Dans tous les cas, les données d’inscription devraient pouvoir être reçues ou rectifiées sans questions de la part des bibliothécaires. 

L’autre point qui est primordial pour un accueil inclusif en bibliothèque, ce sont les locaux, notamment les toilettes. Parmi les points de vigilance dans ces lieux, il y a ;

  • la présence de toilettes non genrées (par exemple, faire des panneaux « toilettes assis » / « urinoirs » plutôt qu’hommes et femmes) ;
  • la présence de tables à langer dans tous les toilettes, même côté hommes s’ils sont genrées ;
  • la lutte contre la précarité menstruelle en mettant des protections périodiques diverses en accès libre, dans toutes les toilettes, encore une fois même côté hommes s’ils sont genrés, ainsi que des poubelles.

Pour des exemples de toilettes inclusives, écolos, n’hésitez pas à aller voir le travail du concours Chouettes toilettes, organisé par l’ABF. Certaines bibliothèques ont ainsi mis des sélections de documents dans leurs sanitaires, des QR code vers des coups de cœur,  mais aussi des vêtements de rechange, des chauffe-biberons, des réducteurs de toilettes pour les enfants, voire même des pots pour les tout·es- petit·es ! On peut également citer la présence de lavabos dans les cabines, pour favoriser l’utilisation de cups menstruelles.  

Les collections : classification et indexation

Je vais vous parler d’un autre volet de l’inclusion, qui ne soit pas l’accessibilité des lieux et événements eux-mêmes.

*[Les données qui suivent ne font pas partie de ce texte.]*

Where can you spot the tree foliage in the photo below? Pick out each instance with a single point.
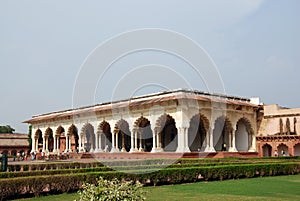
(6, 129)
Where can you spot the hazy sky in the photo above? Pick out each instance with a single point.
(254, 43)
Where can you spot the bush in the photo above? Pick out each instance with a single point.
(111, 190)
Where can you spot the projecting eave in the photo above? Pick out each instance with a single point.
(145, 100)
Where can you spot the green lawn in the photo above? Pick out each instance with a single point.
(265, 188)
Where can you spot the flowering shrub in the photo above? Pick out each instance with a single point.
(111, 190)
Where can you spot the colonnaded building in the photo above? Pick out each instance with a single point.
(179, 121)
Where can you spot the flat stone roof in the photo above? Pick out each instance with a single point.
(13, 140)
(146, 99)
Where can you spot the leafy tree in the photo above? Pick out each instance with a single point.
(6, 129)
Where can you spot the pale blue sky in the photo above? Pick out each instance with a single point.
(255, 44)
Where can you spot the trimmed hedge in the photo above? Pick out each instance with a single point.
(10, 188)
(145, 163)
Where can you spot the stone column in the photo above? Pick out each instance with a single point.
(180, 139)
(132, 141)
(210, 147)
(44, 144)
(253, 143)
(154, 132)
(186, 137)
(141, 142)
(36, 144)
(97, 142)
(57, 144)
(233, 148)
(206, 148)
(80, 143)
(135, 140)
(67, 143)
(47, 144)
(230, 141)
(117, 142)
(33, 145)
(70, 147)
(123, 142)
(158, 142)
(114, 148)
(100, 142)
(54, 143)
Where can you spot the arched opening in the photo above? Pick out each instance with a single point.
(145, 135)
(243, 134)
(167, 133)
(105, 136)
(88, 137)
(39, 136)
(199, 126)
(73, 134)
(222, 130)
(61, 142)
(297, 149)
(50, 139)
(267, 150)
(283, 150)
(122, 133)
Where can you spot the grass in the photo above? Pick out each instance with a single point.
(264, 188)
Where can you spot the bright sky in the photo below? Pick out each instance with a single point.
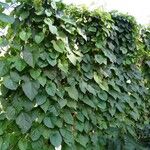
(138, 8)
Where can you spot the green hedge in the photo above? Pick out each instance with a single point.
(72, 77)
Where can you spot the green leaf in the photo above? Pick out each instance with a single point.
(39, 38)
(103, 95)
(24, 35)
(48, 12)
(91, 89)
(4, 5)
(45, 106)
(52, 28)
(55, 138)
(19, 64)
(35, 134)
(83, 86)
(7, 19)
(47, 121)
(72, 57)
(29, 58)
(24, 121)
(23, 144)
(81, 33)
(100, 59)
(68, 117)
(72, 92)
(9, 83)
(58, 46)
(35, 73)
(82, 139)
(109, 55)
(62, 102)
(88, 101)
(63, 65)
(67, 136)
(51, 88)
(40, 98)
(15, 76)
(30, 89)
(42, 80)
(4, 68)
(10, 112)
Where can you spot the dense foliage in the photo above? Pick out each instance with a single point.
(72, 77)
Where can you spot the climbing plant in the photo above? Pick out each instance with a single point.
(70, 77)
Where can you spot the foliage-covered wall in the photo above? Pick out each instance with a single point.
(72, 77)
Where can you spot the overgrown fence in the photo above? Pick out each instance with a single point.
(74, 78)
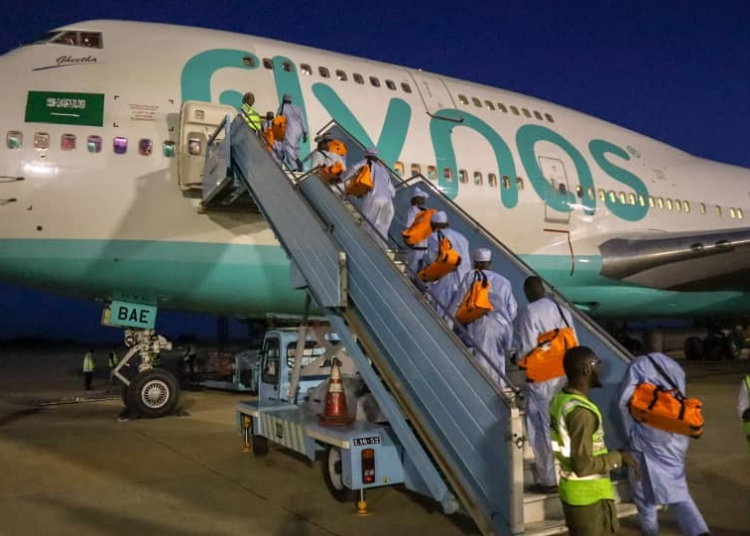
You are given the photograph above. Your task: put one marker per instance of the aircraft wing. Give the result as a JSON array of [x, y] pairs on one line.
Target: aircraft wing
[[689, 261]]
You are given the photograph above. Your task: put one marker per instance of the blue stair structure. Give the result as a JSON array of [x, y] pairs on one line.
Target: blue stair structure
[[462, 431]]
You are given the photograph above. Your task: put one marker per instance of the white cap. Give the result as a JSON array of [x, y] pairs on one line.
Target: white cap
[[482, 255], [439, 217], [418, 192]]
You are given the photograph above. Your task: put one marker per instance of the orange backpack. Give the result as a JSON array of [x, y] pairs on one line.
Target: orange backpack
[[362, 182], [420, 229], [448, 260], [278, 127], [666, 409], [545, 362], [476, 303]]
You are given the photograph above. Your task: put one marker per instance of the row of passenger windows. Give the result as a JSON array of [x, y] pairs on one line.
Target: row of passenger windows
[[463, 99], [94, 144], [561, 189]]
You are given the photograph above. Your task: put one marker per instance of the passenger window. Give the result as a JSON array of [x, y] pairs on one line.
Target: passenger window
[[68, 142], [14, 139], [91, 39], [432, 173], [120, 145], [145, 147], [94, 144], [41, 140], [67, 38], [168, 149], [399, 168]]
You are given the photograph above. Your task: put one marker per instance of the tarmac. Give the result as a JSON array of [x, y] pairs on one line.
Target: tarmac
[[72, 468]]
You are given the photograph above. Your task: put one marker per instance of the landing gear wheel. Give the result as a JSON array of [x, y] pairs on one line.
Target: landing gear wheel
[[260, 445], [332, 474], [693, 348], [154, 393]]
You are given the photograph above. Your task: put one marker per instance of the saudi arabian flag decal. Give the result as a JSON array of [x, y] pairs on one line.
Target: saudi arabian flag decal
[[65, 108]]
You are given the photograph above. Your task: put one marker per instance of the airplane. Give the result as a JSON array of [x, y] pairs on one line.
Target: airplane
[[100, 176]]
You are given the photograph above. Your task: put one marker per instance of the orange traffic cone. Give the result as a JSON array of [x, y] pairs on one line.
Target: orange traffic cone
[[336, 411]]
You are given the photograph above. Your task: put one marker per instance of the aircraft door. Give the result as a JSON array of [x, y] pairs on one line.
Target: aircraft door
[[555, 173], [198, 121], [433, 92]]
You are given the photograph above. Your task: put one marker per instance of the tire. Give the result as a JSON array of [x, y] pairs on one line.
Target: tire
[[154, 393], [260, 445], [693, 348], [332, 476]]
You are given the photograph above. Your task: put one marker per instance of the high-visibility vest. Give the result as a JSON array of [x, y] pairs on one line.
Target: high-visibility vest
[[746, 425], [576, 490], [251, 117]]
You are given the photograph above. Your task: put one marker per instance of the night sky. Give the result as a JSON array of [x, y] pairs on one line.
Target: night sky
[[676, 71]]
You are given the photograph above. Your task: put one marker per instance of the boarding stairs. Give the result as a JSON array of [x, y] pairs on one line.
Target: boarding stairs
[[463, 433]]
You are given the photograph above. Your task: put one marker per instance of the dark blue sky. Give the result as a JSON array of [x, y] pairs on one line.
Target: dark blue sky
[[676, 71]]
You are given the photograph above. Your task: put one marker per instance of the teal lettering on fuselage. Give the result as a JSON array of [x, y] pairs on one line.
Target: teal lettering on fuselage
[[441, 131], [395, 126], [633, 211], [526, 139]]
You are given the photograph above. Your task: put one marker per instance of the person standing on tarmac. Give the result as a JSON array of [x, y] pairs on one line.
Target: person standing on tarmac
[[540, 316], [493, 331], [88, 369], [661, 454], [295, 130], [248, 113], [577, 431]]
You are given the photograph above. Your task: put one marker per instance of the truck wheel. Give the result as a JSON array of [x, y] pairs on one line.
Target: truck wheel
[[154, 393], [332, 473], [260, 445]]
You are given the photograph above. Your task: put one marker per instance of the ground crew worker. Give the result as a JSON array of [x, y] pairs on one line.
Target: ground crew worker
[[660, 454], [88, 369], [578, 441], [444, 289], [541, 315], [377, 204], [743, 407], [326, 159], [493, 331], [248, 113], [295, 129], [112, 361], [417, 252]]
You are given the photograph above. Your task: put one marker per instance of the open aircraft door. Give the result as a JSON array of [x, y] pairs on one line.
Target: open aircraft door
[[198, 120], [433, 92]]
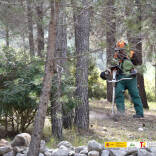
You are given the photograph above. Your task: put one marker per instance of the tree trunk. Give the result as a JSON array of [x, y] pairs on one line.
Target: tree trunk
[[40, 29], [7, 36], [47, 83], [30, 26], [82, 27], [135, 42], [110, 39]]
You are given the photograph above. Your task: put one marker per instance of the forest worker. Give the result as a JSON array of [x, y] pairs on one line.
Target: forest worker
[[125, 68]]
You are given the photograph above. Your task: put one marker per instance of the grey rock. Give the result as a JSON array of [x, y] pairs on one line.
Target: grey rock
[[22, 139], [153, 150], [20, 154], [105, 153], [116, 152], [93, 153], [5, 149], [78, 154], [60, 152], [95, 146], [4, 142], [66, 144], [85, 151], [19, 149], [71, 153], [63, 147], [9, 154], [48, 152], [80, 148], [144, 152]]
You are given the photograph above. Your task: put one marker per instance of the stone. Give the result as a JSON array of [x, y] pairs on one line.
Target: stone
[[94, 153], [60, 152], [5, 149], [4, 142], [140, 129], [144, 152], [80, 148], [20, 154], [95, 146], [63, 147], [19, 149], [9, 154], [105, 153], [116, 152], [78, 154], [48, 152], [22, 139], [85, 151], [66, 144], [71, 153]]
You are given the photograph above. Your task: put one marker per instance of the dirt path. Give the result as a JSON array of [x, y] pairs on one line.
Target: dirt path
[[122, 129]]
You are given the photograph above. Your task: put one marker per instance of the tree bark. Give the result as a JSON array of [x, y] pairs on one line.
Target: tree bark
[[82, 27], [135, 42], [61, 50], [110, 39], [30, 26], [47, 83], [40, 29], [7, 36]]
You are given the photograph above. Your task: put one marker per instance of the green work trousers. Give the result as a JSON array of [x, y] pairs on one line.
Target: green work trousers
[[120, 88]]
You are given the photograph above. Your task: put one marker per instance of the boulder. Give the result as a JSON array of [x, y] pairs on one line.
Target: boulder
[[118, 152], [19, 149], [85, 151], [144, 152], [5, 149], [4, 142], [95, 146], [9, 154], [48, 152], [80, 148], [78, 154], [94, 153], [60, 152], [105, 153], [71, 153], [22, 139], [66, 144]]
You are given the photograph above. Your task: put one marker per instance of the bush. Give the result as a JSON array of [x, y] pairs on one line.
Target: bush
[[20, 83]]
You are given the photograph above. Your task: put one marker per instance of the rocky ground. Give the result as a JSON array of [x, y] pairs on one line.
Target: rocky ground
[[19, 147], [124, 128]]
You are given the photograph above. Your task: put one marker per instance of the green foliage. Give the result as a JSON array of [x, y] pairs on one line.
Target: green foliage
[[96, 86], [20, 87]]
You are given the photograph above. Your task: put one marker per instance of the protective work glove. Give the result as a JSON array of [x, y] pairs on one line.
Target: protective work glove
[[105, 75]]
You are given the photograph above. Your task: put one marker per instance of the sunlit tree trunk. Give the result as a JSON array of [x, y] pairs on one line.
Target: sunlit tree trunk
[[82, 27], [61, 50], [135, 42], [110, 39], [40, 29], [30, 26], [47, 83]]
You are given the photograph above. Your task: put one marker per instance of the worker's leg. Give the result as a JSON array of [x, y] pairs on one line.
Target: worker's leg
[[133, 90], [119, 97]]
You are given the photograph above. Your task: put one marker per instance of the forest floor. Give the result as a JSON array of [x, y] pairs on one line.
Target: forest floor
[[104, 128], [124, 128]]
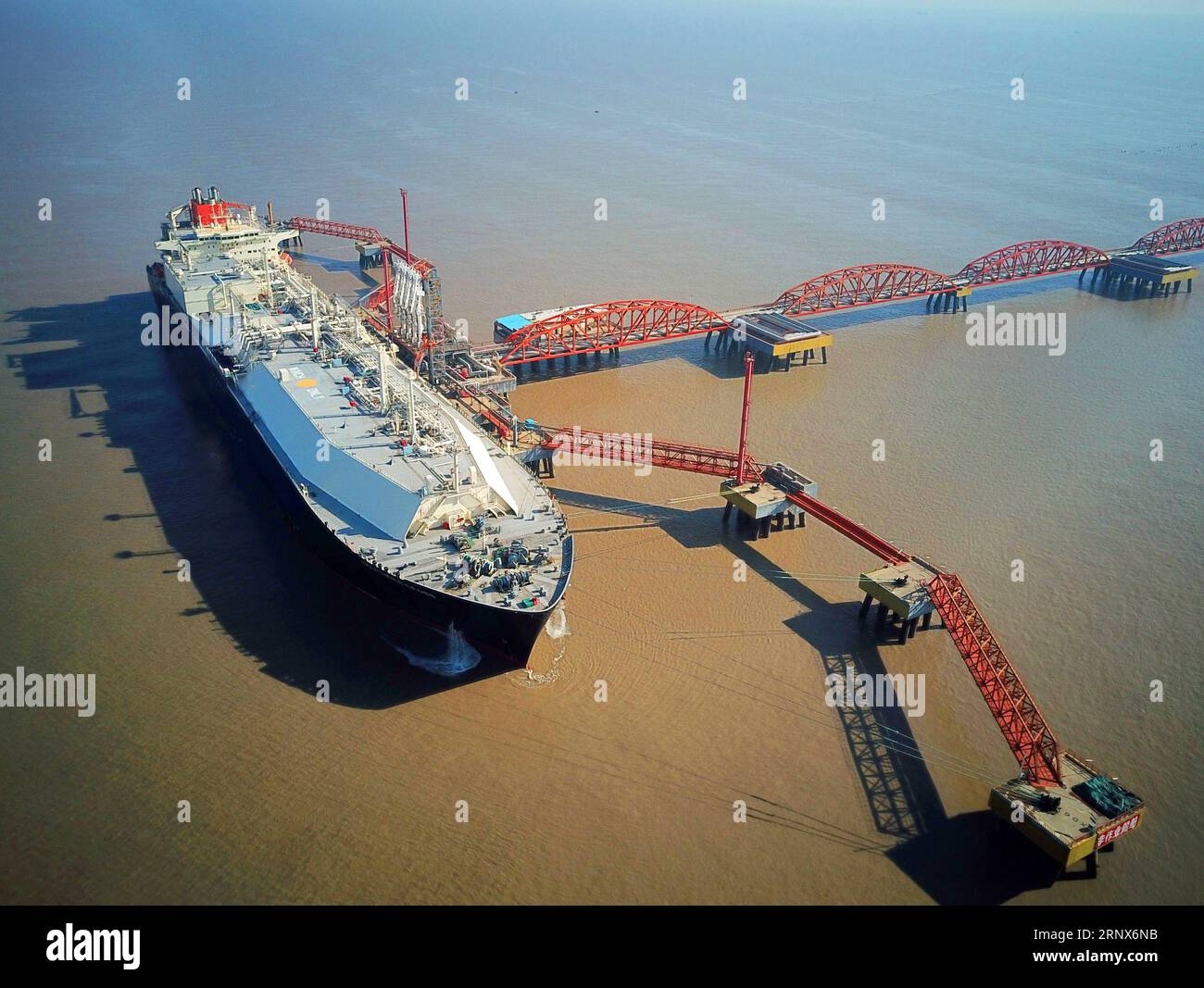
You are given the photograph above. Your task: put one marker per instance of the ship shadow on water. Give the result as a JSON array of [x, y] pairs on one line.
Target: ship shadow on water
[[277, 603], [970, 858]]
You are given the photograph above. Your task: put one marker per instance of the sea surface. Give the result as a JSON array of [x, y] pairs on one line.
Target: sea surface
[[714, 687]]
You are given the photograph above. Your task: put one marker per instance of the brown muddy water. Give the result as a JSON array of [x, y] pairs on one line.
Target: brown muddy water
[[714, 687]]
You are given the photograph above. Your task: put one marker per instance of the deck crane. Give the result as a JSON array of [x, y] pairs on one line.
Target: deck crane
[[408, 307]]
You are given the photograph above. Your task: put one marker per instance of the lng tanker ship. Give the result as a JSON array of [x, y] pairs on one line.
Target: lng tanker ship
[[383, 477]]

Être inclusif, ce n’est pas qu’une question d’accès physique : comment les collections et leur agencement montrent aux gens qu’ils sont les bienvenus dans votre établissement ? Vous avez sûrement entendu de nombreuses critiques de la dewey, ou des différentes indexations qui existent : 

  • en ce qui concerne la dewey, parmi les multiples critiques qui lui sont adressées, une des plus flagrantes est celle du traitement de la religion, les 200. L’immense majorité de cette classe concerne le christianisme, et il faut attendre les 290 pour que les « autres religions » soient évoquées : par exemple 296 pour le Judaïsme et le 297 pour l’Islam… 
  • pour l’indexation, dans rameau on peut citer par exemple le terme « hermaphrodisme » qui est toujours utilisé pour désigner l’intersexuation – même si une mise à jour a été faite en 2020, pour ajouter le terme « intersexué », qui désigne les personnes intersexes. 

Pour l’indexation, utiliser une indexation interne peut être une possibilité notamment dans les établissements territoriaux. Pour la classification des documents, un fonctionnement par pôle thématique est possible, ou alors un éclatement de certains indices en redistribuant les documents dans d’autres, comme l’a fait la bibliothèque Claude Lévi-Strauss de Paris pour les documents initialement dans l’indice 305.8  (« groupes ethniques et nationaux ») par exemple. 

Pour un exemple concret, la Légothèque a proposé cette année un questionnaire pour les personnes trans, qu’elles viennent ou non en bibliothèque. Parmi celles qui en fréquentent (que ce soit des établissements territoriaux, scolaires ou universitaires) et qui font des recherches sur le catalogue, on voit vraiment un décalage entre les termes utilisés pour l’indexation et les mots utilisés spontanés par les usagers. Ainsi, dans la seconde catégorie, les mots qui reviennent le plus souvent sont : transidentité, transitude (qui se développe pour sortir des questions identitaires ou de sexualité) et trans (mais qui a le désavantage de créer beaucoup de bruit lors des recherches)… Mais les usagers doivent souvent retourner sur les terme pathologisants et psychiatrisants de « transsexuel » et « transsexualité ». 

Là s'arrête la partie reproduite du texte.